Friday, March 30, 2012

Our Korean Rock Star

Everywhere we go Cooper has Korean admirers. He has a few things going for him: he is a baby - which is good luck, he is white and blonde - which is very unique, and he is a male - which is important in this culture for carrying on the family name. 


We visited an artist shop in the alley last week and the artist painted this flower on Cooper's hand in watercolor. 




She joked that it would be worth a lot - sure enough, the next day I saw posters around our tower for a big art show where she will be featured. 



Cooper's hand could be famous!




The first question Koreans almost always ask is if he is a boy or a girl. At first it threw me off - I thought "well, of course he's a boy!" but then I learned that they ask for two reasons. One is that in the Korean culture baby boys and girls look an awful lot a like and even the clothes are very similar (they are all very feminine). Also, again males are more revered for carrying on the family name - so I always get a nod of approval. 


Koreans usually ask how old he is and then they reciprocate - always in months. I had someone tell me their baby was 72 months at the grocery store once - it honestly took me a few seconds to figure that one out in years! Even the toys that we've bought have age markers like 32 months. Koreans also start life at age one rather than 0 but I think, in general, they understand how we do it with our children. 


Besides the artist interaction we've had a lot of other great experiences; here's a couple that were especially interesting:


The maintenance man that came to my house this week stopped what he was doing, said some things to Cooper that I didn't understand, softly touched his head and then gave him a piece of ginseng candy. 

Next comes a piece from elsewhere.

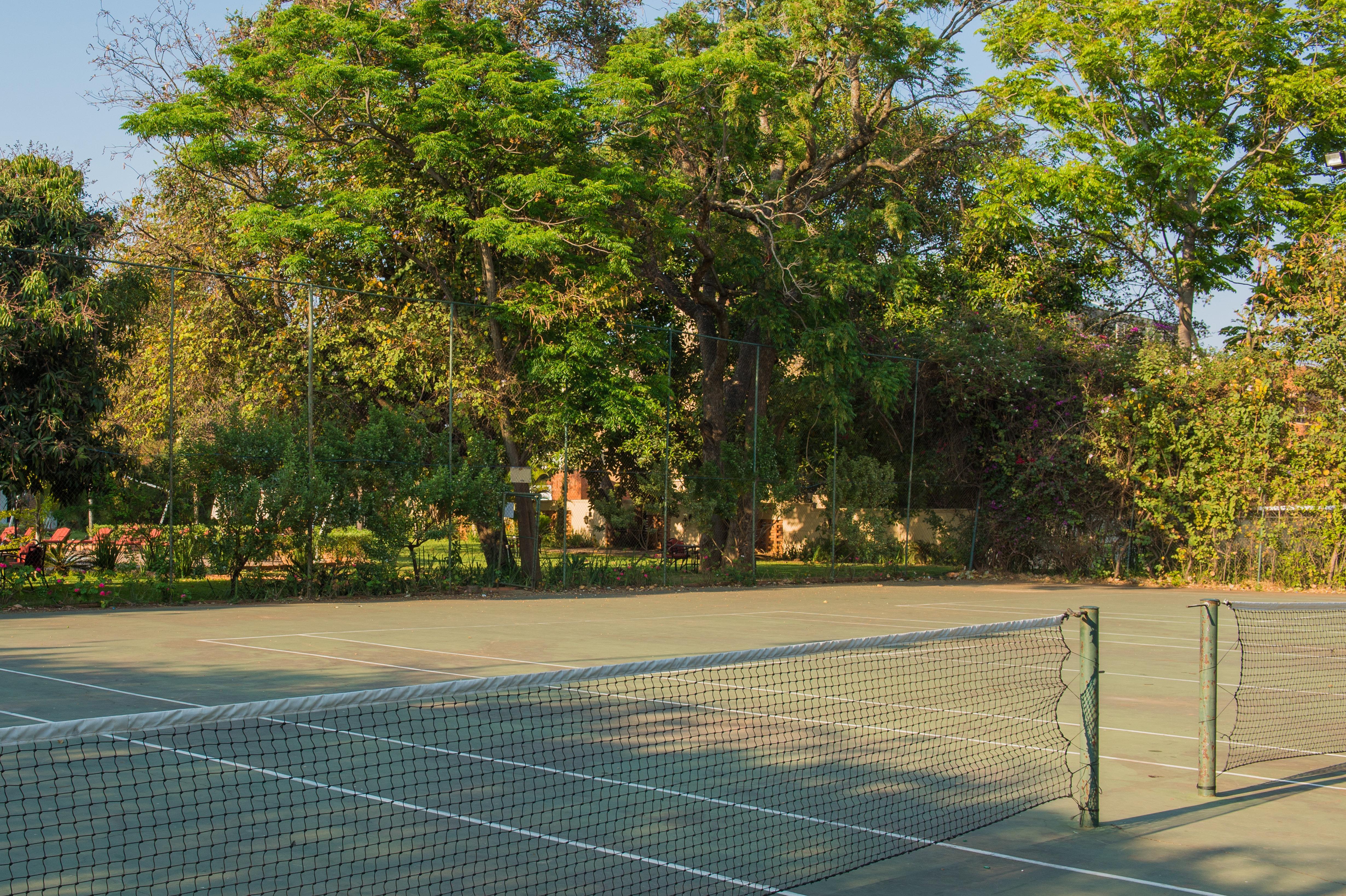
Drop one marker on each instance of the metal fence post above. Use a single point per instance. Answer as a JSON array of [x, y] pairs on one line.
[[566, 504], [1089, 709], [173, 315], [668, 431], [834, 571], [757, 396], [453, 492], [912, 462], [1209, 677], [309, 584]]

We went to a Korean hospital this week with one of our friends. As me and Cooper walked down the hallway we saw a really young boy in a wheelchair hooked up to various bags of liquids. He was in the cancer center area so we could only assume... He looked tired and ragged - when he saw Cooper he beamed and looked up at his mom smiling. This made her beam too. If only for a second, Cooper made someone hurting, smile. This happened with a few more patients during our walk. Heartwarming!